A.  I can relate only to File 17 which I can check.  I must
dissociate myself from the others.

Presiding Judge: What have you quoted now?

Attorney General: I quoted page three of document T/1033a.

Presiding Judge: That is from File 17 which was admitted,
isn't it?

Attorney General: It refers to the same passages in the

Presiding Judge: Let us first look at that remark.

Attorney General: Please do so.

Presiding Judge: As I hear, this was admitted to elucidate a
comment which you made in File 17.  Please, read this
comment, Mr. Hausner.  Where is it?

Attorney General: On page 3, at the end of the first
paragraph, it says: "Then Wisliceny, contrary to what he
knew, gave a false report."  I am reading from the few pages
that have been submitted, with the consent of both parties,
as part of File 17.  If the Court will allow me, I shall
read the following sentence: "In that case Wisliceny and
Gromey (this should be Krumey) must in the last instance
take upon themselves the blame for the fact that the Magyar
people suffers today under the terror of the Jewish secret
police."  Did you say that to Sassen?

A.  It is difficult for me to accept this sentence as being
my words, and I have also a reason for that.

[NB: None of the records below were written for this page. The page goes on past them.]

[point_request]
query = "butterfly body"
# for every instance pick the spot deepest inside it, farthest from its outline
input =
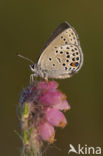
(62, 56)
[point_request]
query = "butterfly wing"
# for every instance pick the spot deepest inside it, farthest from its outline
(61, 55)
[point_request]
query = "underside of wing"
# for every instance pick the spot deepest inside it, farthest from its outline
(62, 62)
(63, 26)
(63, 35)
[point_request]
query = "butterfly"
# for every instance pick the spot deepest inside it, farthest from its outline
(61, 56)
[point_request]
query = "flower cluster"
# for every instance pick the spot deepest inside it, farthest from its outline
(41, 107)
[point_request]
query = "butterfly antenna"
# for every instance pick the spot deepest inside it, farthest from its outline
(25, 58)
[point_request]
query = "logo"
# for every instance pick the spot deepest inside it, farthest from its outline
(84, 149)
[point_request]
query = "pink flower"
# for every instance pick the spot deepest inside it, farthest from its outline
(45, 103)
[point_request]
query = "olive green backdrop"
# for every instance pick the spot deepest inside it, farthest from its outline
(25, 25)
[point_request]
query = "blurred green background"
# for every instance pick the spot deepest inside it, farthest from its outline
(24, 27)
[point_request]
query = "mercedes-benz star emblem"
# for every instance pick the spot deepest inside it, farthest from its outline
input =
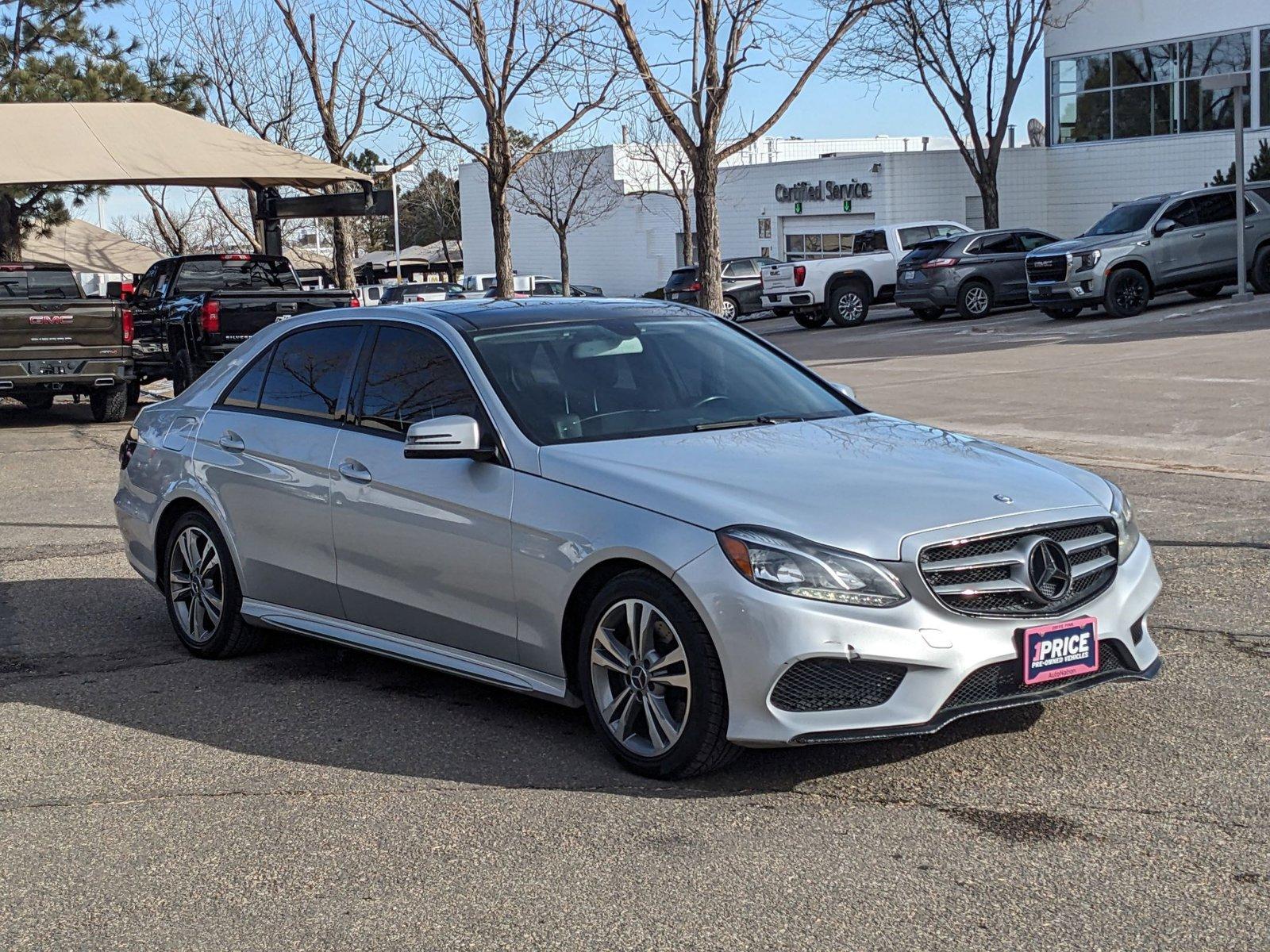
(1049, 570)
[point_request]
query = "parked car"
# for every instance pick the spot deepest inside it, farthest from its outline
(742, 286)
(973, 272)
(575, 499)
(1183, 241)
(56, 340)
(844, 289)
(414, 292)
(190, 311)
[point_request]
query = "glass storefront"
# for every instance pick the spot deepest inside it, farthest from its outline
(1153, 90)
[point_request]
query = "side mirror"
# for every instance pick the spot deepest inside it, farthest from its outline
(446, 438)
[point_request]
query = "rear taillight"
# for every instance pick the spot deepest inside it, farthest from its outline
(211, 317)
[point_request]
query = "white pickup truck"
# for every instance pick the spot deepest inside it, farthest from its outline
(818, 290)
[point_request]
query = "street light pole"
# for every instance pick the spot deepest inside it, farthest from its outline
(1236, 83)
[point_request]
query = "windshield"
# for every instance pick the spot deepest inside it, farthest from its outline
(235, 273)
(615, 378)
(1126, 219)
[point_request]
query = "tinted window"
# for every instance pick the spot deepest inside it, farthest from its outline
(997, 245)
(235, 273)
(413, 376)
(1214, 209)
(309, 370)
(247, 390)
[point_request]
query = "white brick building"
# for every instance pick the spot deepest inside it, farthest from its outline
(1126, 118)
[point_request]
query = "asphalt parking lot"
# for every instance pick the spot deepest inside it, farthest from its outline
(311, 797)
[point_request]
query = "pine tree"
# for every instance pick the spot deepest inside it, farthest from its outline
(1257, 171)
(50, 52)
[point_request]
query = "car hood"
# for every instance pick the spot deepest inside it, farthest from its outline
(856, 482)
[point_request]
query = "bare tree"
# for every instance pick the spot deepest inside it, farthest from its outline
(487, 57)
(673, 175)
(568, 190)
(714, 44)
(971, 57)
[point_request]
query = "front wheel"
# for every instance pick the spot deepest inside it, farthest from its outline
(652, 679)
(1127, 295)
(849, 305)
(110, 404)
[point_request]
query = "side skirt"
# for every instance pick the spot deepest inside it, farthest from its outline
(429, 654)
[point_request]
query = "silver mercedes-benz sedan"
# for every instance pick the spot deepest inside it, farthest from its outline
(634, 507)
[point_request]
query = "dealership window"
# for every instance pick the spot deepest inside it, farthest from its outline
(825, 245)
(1153, 90)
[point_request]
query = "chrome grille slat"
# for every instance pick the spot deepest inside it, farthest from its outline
(988, 575)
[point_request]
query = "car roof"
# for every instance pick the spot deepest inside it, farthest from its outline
(489, 314)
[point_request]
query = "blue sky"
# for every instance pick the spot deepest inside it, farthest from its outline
(829, 108)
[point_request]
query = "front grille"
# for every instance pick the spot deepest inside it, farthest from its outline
(1047, 268)
(1005, 679)
(990, 574)
(836, 685)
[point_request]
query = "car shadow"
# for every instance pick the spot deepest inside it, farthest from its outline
(102, 647)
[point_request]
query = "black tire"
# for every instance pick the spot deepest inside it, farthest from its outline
(110, 404)
(41, 403)
(232, 635)
(1127, 295)
(182, 371)
(975, 300)
(702, 743)
(1260, 273)
(1060, 314)
(849, 305)
(1206, 292)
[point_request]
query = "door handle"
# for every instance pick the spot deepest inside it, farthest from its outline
(355, 471)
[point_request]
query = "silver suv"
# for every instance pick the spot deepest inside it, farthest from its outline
(1183, 241)
(588, 501)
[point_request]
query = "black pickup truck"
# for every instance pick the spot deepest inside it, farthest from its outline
(190, 311)
(55, 340)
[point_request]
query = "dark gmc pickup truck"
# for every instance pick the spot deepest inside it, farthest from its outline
(55, 340)
(190, 311)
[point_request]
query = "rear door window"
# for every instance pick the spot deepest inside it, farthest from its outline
(309, 371)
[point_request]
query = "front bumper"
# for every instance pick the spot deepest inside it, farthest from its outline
(760, 635)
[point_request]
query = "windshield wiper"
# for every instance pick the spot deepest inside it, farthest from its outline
(761, 420)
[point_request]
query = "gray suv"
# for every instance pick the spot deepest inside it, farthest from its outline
(1183, 241)
(972, 273)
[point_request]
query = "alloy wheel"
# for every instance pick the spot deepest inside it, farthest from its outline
(639, 674)
(196, 584)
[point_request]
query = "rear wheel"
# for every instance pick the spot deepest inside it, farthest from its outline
(812, 319)
(849, 305)
(1206, 292)
(110, 404)
(652, 679)
(1127, 295)
(975, 300)
(202, 589)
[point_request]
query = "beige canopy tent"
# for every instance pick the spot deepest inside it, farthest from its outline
(89, 249)
(145, 144)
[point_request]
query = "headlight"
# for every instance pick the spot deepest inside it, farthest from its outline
(795, 566)
(1122, 511)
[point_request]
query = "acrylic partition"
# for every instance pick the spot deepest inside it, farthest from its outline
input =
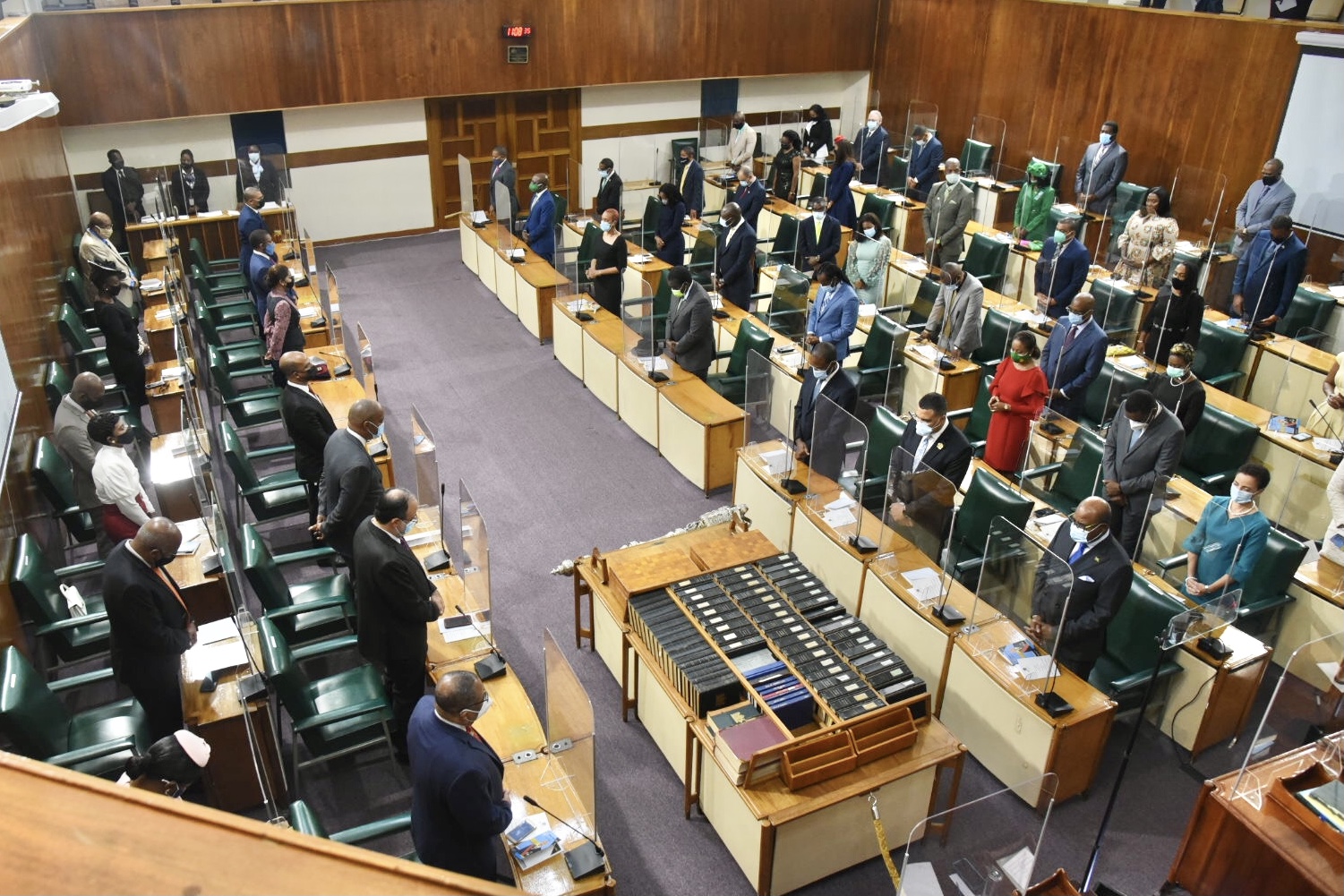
(1301, 711)
(569, 780)
(987, 855)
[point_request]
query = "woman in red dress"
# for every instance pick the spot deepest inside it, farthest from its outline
(1016, 397)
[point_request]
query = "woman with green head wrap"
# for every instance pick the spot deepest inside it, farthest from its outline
(1032, 218)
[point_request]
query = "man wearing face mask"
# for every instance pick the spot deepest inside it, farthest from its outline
(740, 141)
(1062, 269)
(954, 320)
(97, 252)
(1091, 574)
(150, 625)
(308, 424)
(539, 226)
(1101, 171)
(1265, 201)
(818, 430)
(946, 215)
(458, 804)
(818, 238)
(1268, 274)
(609, 188)
(689, 329)
(1073, 356)
(351, 484)
(872, 149)
(835, 311)
(1143, 449)
(734, 276)
(254, 171)
(1228, 538)
(396, 601)
(188, 185)
(925, 161)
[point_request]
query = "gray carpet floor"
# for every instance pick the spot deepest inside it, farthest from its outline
(557, 474)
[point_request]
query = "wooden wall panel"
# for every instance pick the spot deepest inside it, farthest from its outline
(287, 55)
(38, 207)
(1187, 89)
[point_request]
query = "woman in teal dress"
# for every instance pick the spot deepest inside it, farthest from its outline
(1228, 538)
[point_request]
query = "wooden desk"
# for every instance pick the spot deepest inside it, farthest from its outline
(1247, 842)
(218, 716)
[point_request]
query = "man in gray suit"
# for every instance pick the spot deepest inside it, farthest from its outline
(1263, 201)
(1143, 449)
(946, 215)
(689, 330)
(1101, 171)
(954, 320)
(351, 482)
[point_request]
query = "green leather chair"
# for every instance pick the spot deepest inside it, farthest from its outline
(1309, 311)
(56, 482)
(987, 499)
(1116, 311)
(1105, 394)
(37, 592)
(1075, 477)
(335, 716)
(882, 357)
(305, 821)
(988, 260)
(1218, 359)
(1218, 446)
(270, 498)
(1126, 664)
(303, 611)
(974, 158)
(732, 381)
(37, 723)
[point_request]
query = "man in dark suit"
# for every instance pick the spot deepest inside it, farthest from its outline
(308, 423)
(749, 196)
(1073, 356)
(1268, 274)
(150, 625)
(501, 172)
(1062, 269)
(926, 469)
(351, 482)
(818, 236)
(1088, 570)
(1143, 449)
(734, 276)
(689, 179)
(689, 329)
(539, 227)
(608, 190)
(254, 171)
(818, 429)
(458, 805)
(396, 602)
(1101, 171)
(925, 158)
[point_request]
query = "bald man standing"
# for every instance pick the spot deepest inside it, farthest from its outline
(351, 484)
(150, 624)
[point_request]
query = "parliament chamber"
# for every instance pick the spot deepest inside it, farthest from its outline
(754, 670)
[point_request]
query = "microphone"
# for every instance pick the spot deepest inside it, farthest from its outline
(493, 665)
(585, 858)
(441, 559)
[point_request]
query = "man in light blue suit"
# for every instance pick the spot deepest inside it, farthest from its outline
(835, 311)
(539, 228)
(1073, 356)
(1266, 199)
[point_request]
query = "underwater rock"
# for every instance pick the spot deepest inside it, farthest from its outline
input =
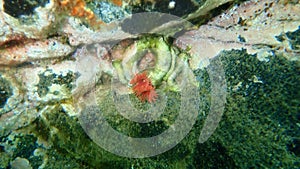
(256, 30)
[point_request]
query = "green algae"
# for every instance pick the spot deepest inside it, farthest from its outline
(48, 78)
(258, 128)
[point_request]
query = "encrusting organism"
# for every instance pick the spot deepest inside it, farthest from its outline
(143, 88)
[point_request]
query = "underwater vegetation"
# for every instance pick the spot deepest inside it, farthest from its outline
(60, 77)
(258, 126)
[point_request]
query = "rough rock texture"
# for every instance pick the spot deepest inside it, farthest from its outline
(51, 59)
(254, 25)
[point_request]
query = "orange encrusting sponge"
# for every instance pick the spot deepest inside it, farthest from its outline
(143, 88)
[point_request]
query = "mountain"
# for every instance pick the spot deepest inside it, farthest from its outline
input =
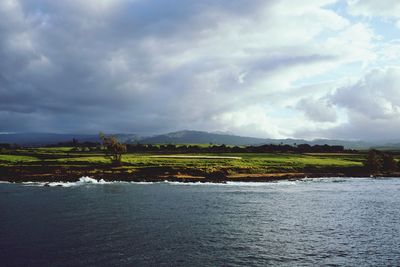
(197, 137)
(39, 139)
(185, 137)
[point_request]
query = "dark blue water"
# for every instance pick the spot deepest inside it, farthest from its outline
(316, 222)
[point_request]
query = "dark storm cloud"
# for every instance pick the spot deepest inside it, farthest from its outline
(149, 66)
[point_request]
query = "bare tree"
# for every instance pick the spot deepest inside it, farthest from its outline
(113, 148)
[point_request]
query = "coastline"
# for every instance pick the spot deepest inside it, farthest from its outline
(259, 177)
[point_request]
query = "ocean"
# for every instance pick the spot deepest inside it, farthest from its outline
(313, 222)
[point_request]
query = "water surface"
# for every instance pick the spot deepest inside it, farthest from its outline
(304, 223)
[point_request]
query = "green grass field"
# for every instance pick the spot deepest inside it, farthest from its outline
(249, 162)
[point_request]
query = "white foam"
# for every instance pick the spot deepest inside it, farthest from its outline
(85, 180)
(272, 183)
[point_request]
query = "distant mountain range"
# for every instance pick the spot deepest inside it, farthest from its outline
(184, 137)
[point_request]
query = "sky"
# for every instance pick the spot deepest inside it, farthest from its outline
(263, 68)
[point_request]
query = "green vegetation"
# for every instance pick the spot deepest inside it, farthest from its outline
(68, 162)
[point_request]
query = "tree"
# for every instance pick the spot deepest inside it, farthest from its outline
(113, 148)
(374, 162)
(389, 163)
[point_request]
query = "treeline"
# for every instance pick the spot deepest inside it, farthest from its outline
(379, 161)
(270, 148)
(171, 148)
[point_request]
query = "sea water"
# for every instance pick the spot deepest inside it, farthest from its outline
(313, 222)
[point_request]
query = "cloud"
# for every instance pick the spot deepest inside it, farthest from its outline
(372, 8)
(371, 105)
(317, 110)
(155, 66)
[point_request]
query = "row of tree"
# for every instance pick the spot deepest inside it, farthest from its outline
(378, 161)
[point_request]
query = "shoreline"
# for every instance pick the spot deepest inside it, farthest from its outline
(267, 177)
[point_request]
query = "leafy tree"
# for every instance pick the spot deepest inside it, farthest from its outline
(374, 161)
(113, 148)
(389, 163)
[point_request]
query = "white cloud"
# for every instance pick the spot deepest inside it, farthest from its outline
(371, 8)
(153, 66)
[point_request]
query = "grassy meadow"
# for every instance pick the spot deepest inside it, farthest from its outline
(64, 160)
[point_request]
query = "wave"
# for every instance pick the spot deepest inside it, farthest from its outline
(85, 180)
(91, 181)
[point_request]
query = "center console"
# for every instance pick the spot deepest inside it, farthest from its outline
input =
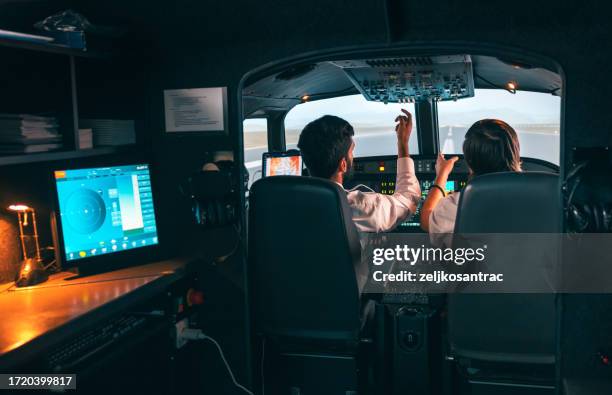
(378, 174)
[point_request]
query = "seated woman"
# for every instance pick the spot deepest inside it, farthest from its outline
(490, 146)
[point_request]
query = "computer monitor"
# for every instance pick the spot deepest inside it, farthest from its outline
(287, 163)
(104, 211)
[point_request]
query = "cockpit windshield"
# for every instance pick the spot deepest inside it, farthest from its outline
(372, 121)
(534, 116)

Q.  I don't want a reason, I want an answer.  Did you, or
did you not, say this?

A.  I said that it is difficult for me to remember that I
used such words.

Presiding Judge: Mr. Hausner, to which comment in the
document does this refer?  To comment 5?  That is what you
have read?

Attorney General: I read what is written in the text.

Presiding Judge: But what does it say in comment 5?  Perhaps
we should see the context.

Attorney General: I do not have the manuscript here.

Presiding Judge: But it is on page 1 of File 17.

Attorney General: But I think, Your Honour, that it does not
belong here.

Presiding Judge: But it is marked here as comment 5.

Attorney General: For the moment I accept the answer, but I
shall return to the matter.

Presiding Judge: It would nonetheless be worthwhile to see
the connection with File 17.

Attorney General: The problem is that the pages are those of
Superintendent Hagag, and we have not yet renumbered the

[To the Accused] Was your terminology in your official
correspondence anti-Semitic?

Accused:    I am not aware that I used the same sharp,
insulting terms which anti-Semites usually employ.